The Importance of Saving for Both Retirement and Other Goals
First, it is important for you to understand why it is important to save for retirement early in life. Putting this money away early allows it to compound for decades and will serve as a good foundation for retirement. Furthermore, there are clear tax benefits for putting money in a 401(k) or IRA, even if it is a small percentage of your overall salary.
Another point that many people often do not consider is that saving for retirement early helps to get them in the habit of investing. When investing becomes routine, you will set up a sizable nest egg for yourself down the road.
Some individuals may have no clear financial goals other than retirement and wish to funnel all of their savings into retirement accounts only—but this may not prove the best idea.
The tax advantages of saving for retirement have their limit and once the money is in these accounts, it is no longer liquid. You should always make sure you have some liquidity in your investments so that you can put out financial fires without incurring massive penalties for early withdrawals from a retirement account. If you have already met your age-based retirement goals, it could be time to save for a different goal.
The 50-50 Approach to Saving for Retirement and Other Goals
One of the most basic approaches to saving for retirement along with other financial goals is the 50-50 approach.
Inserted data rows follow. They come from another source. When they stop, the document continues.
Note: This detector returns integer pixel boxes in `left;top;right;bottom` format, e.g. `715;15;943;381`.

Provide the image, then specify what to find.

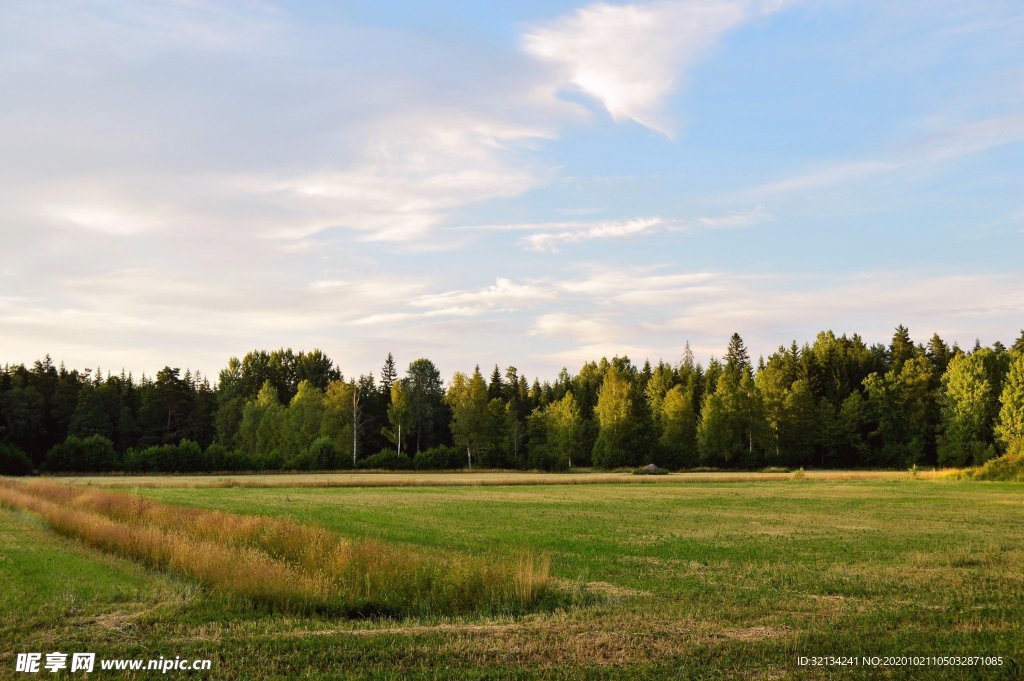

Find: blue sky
1;0;1022;382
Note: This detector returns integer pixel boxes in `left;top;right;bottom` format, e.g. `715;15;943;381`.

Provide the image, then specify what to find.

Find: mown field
2;473;1023;679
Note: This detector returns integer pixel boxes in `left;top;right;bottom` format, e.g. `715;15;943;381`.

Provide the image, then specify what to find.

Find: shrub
124;440;204;473
414;445;463;470
43;435;118;472
307;437;346;470
967;441;1024;481
0;442;33;475
284;448;317;471
357;450;413;470
204;443;228;471
222;448;256;472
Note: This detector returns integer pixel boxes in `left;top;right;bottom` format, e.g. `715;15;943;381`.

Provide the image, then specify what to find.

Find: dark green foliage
123;440;203;473
406;358;447;453
203;443;228;471
0;442;33;475
4;329;1023;474
357;450;414;470
413;445;463;470
43;435;118;472
306;436;346;470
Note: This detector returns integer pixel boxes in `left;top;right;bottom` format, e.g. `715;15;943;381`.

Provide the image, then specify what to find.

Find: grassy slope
3;479;1023;679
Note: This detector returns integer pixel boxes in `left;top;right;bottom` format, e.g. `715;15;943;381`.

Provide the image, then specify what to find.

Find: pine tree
488;365;503;401
725;333;751;375
889;325;915;373
380;353;398;395
926;333;951;376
With this strategy, individuals divide the total amount of money they have budgeted for savings each month in half and contribute one part to retirement and the rest to other goals. Sometimes, people may hit their maximum allowable retirement savings with this strategy, at which point they can funnel all monthly savings allotment to other goals for the rest of the year. Before implementing this strategy, however, they should think critically about their particular situation. Some may want to put more than 50 percent toward retirement to take advantage of tax benefits, while others may need to put more money toward other goals at certain points.
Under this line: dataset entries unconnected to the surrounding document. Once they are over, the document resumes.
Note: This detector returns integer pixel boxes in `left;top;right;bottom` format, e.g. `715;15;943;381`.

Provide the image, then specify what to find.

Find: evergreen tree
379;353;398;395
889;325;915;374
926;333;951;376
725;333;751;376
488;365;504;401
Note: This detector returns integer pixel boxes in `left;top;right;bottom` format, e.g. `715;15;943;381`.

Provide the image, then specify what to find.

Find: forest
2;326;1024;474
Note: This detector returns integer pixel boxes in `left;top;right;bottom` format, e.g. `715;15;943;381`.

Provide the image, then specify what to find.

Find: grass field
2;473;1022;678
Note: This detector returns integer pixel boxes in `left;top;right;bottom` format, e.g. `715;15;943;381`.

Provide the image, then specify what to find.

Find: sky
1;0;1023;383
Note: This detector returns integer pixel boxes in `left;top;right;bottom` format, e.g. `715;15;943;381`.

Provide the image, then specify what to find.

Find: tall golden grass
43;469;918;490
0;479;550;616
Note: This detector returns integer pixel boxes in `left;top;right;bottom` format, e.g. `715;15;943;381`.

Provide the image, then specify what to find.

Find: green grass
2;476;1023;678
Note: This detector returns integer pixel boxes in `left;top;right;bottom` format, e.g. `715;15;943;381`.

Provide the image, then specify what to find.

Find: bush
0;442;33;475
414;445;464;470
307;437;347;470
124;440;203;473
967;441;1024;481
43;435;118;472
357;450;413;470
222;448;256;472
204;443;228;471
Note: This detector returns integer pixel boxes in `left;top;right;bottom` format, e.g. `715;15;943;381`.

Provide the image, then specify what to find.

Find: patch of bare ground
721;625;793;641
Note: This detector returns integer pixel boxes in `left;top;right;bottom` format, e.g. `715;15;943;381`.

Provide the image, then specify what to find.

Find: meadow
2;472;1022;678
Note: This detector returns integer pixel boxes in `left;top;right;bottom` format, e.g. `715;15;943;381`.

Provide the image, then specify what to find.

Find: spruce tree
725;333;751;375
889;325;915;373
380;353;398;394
The other factor that you need to consider is the percentage of your overall income that you want to dedicate toward savings. Obviously, a higher percentage will allow you to hit your goals quicker, but it is important to have some balance in the budget. This percentage may also change based on circumstances. For example, a couple could opt to increase their savings percentage as they approach their wedding or decrease it if the trip they are saving for is several years away. But remember: this number can be adjusted when necessary, and nothing is written in stone. In general, younger people should save a lower percentage of their salary than more established individuals and slowly increase the rate over time.
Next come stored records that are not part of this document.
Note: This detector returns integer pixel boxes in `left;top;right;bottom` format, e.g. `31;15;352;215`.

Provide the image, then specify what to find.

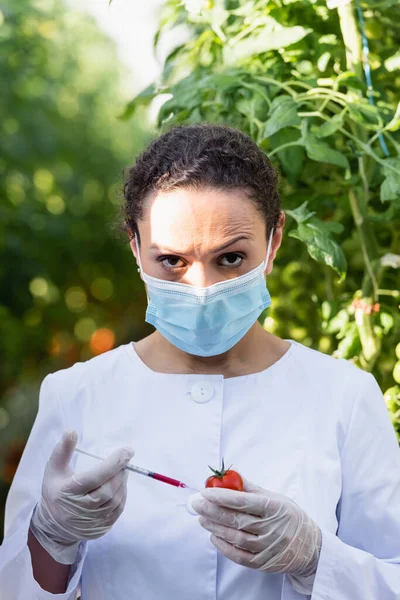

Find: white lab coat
1;339;400;599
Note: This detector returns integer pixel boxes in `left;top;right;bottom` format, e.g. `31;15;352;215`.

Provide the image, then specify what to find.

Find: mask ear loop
264;227;275;272
134;233;150;303
134;233;143;273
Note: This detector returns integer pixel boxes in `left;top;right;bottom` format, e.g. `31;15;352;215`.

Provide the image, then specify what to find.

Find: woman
1;123;400;599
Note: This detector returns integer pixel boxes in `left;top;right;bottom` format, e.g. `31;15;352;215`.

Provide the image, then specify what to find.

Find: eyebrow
149;235;252;255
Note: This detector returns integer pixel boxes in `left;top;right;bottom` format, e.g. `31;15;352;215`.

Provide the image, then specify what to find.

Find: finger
210;535;261;569
105;472;128;508
241;476;267;495
94;473;129;520
103;481;128;521
201;487;268;517
86;469;128;507
199;517;261;553
195;499;261;533
48;430;78;472
64;446;134;494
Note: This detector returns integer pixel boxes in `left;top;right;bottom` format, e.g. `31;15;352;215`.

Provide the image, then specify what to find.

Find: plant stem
378;289;400;298
297;88;350;102
253;76;299;97
337;3;363;81
337;1;382;371
348;188;379;296
295;101;399;174
268;141;304;157
358;156;369;204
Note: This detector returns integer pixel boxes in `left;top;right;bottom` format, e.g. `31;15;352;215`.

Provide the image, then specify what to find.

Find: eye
158;252;245;271
219;253;244;267
159;256;184;269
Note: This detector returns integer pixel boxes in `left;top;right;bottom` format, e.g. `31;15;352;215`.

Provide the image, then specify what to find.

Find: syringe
74;447;200;492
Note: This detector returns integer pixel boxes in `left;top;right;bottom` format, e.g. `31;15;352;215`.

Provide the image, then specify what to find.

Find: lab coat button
186;492;203;515
191;381;214;403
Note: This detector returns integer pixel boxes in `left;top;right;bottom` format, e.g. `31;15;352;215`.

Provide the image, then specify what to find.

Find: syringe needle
74;447;198;490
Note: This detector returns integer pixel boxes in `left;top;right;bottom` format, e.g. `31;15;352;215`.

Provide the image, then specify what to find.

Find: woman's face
130;187;284;287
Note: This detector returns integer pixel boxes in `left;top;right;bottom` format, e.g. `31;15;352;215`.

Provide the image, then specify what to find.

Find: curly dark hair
114;123;281;246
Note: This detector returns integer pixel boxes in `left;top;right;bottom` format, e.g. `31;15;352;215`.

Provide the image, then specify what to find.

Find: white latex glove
29;430;135;565
191;476;322;595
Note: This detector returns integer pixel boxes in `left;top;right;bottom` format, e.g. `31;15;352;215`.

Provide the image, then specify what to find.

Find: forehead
142;187;263;246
How to Increase Total Savings from Overall Income over Time
When you are first starting to save, a good percentage to aim for is 10 percent, especially as you focus on making an entry-level salary stretch and paying off student loans. In this case, 5 percent would go toward retirement and 5 percent would go toward another goal, such as a down payment on a home or an emergency fund.
Over time, you will get raises or new jobs that pay more. You will also start to pay off debt so that your overall monthly expenses go down. When this happens, it is time to revisit the savings percentage and push it up to 15 percent, and then 20 percent.
Importantly, you should prioritize putting money in a high-return account, and then direct the yield from your high-return account to your savings to diversify your holdings. This lets you weather different kinds of financial crises and emergencies without suffering a complete wipeout of your nest egg.
Typically, around the time that people start thinking about increasing their savings percentage, they will probably also have new savings goals, whether that is a wedding, a down payment for a home, or even just paying cash for a car. Because of that, it makes sense to increase the amount of money put away each month.
Also around this time, people may start maxing out their IRA and/or 401(k) savings, so they will likely increase the amount put toward other goals to more than 50 percent. As you progress in your career, you should continue to increase the amount of money you save, with the eventual goal of saving about 25 percent of total earnings.